There will also have to be a consensus about what constitutes reasonable pricing for a biosimilar product. “While pricing is at the heart of the biosimilars issues, and cost savings are kind of the point here,” he said, the same kinds of savings provided by generic drugs “will not be achievable” with biosimilars given the costs associated with development. “If that’s what stakeholders strive for, then we will find that companies are unable to make money, and we won’t see successive waves of new compounds coming to market over the next 20-odd years.”

As far as savings from Inflectra are concerned, Pfizer said that its second-quarter average sales price (ASP) for Inflectra is $650, an approximate 17% discount to Remicade’s $786 ASP. That’s progress from the approximate 13% discount in the first quarter of the year, and an approximate 10% discount in the final quarter of 2017. Discounts provided to hospitals and clinics for the drug are generally higher, in the range of 25% to 40%.

According to John Kennedy, general manager of US biosimilars for Pfizer Essential Health, in the last quarter of 2017, Inflectra had a 5.6% share of infliximab market by volume. About half of that share came from highly integrated systems, such as the United States Department of Veterans Affairs.

“In general, these highly integrated systems have been able to prioritize sustainable cost savings over short-term rebates,” said Kennedy.

However, outside these systems, Kennedy said, contracts struck between payers and the reference infliximab’s (Remicade) sponsor, Johnson & Johnson (J&J), have been creating hurdles for Inflectra in the marketplace. “Anticompetitive practices, like J&J’s exclusionary contracting, need to be stopped,” he said.

Blackburn added that “the extent to which we’ve seen exclusionary practices in the [United States] probably has been the thing that … we’ve had to deal with perhaps more than we anticipated.”

Pfizer has not yet seen the contracts used by J&J, Eric Aaronson, JD, senior vice president and chief counsel for Pfizer Essential Health, made clear, but Pfizer’s position on J&J’s contracting—as well as on its purported bundling of products—is informed by discussions with payers, and led to its lawsuit against the Remicade maker in 2017.

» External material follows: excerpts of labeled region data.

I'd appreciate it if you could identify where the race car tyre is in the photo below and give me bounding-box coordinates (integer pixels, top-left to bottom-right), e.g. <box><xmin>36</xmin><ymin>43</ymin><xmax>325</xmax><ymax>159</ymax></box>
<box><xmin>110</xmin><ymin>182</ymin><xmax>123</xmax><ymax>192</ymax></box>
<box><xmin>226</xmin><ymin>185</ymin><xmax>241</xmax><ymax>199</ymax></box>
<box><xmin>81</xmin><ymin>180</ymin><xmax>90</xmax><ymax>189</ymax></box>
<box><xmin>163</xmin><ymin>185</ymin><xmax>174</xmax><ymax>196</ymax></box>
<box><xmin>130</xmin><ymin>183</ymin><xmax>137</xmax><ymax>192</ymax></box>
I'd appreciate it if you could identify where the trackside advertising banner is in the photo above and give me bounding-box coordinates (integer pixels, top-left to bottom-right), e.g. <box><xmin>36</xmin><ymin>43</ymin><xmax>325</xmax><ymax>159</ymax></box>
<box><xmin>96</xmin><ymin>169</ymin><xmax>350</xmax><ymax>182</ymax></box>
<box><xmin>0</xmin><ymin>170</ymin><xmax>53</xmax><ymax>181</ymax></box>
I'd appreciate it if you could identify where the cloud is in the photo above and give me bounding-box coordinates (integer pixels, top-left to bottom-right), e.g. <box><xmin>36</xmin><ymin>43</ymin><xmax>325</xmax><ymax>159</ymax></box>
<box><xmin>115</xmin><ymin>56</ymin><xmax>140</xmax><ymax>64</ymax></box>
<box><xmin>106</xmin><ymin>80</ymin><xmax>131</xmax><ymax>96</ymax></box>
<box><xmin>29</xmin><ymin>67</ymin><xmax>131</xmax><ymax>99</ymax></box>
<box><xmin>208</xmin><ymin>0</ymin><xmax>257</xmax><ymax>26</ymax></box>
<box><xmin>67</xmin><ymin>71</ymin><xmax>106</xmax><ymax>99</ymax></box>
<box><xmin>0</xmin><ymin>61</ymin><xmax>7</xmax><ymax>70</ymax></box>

J&J has filed a motion to dismiss that lawsuit, and both parties are awaiting the court’s decision in the matter. However, according to Aaronson, the motion to dismiss did not deny any of Pfizer’s allegations. “Take whatever you want from that,” said Aaronson.

Looking to the future, Amrit Ray, MD, global president of research and development for Pfizer Essential Health, highlighted a pipeline of 7 late-stage biosimilar candidates, comprising adalimumab, trastuzumab, rituximab, bevacizumab, epoetin alfa, filgrastim, and pegfilgrastim, and said that Pfizer has 5 other proposed biosimilars in preclinical development.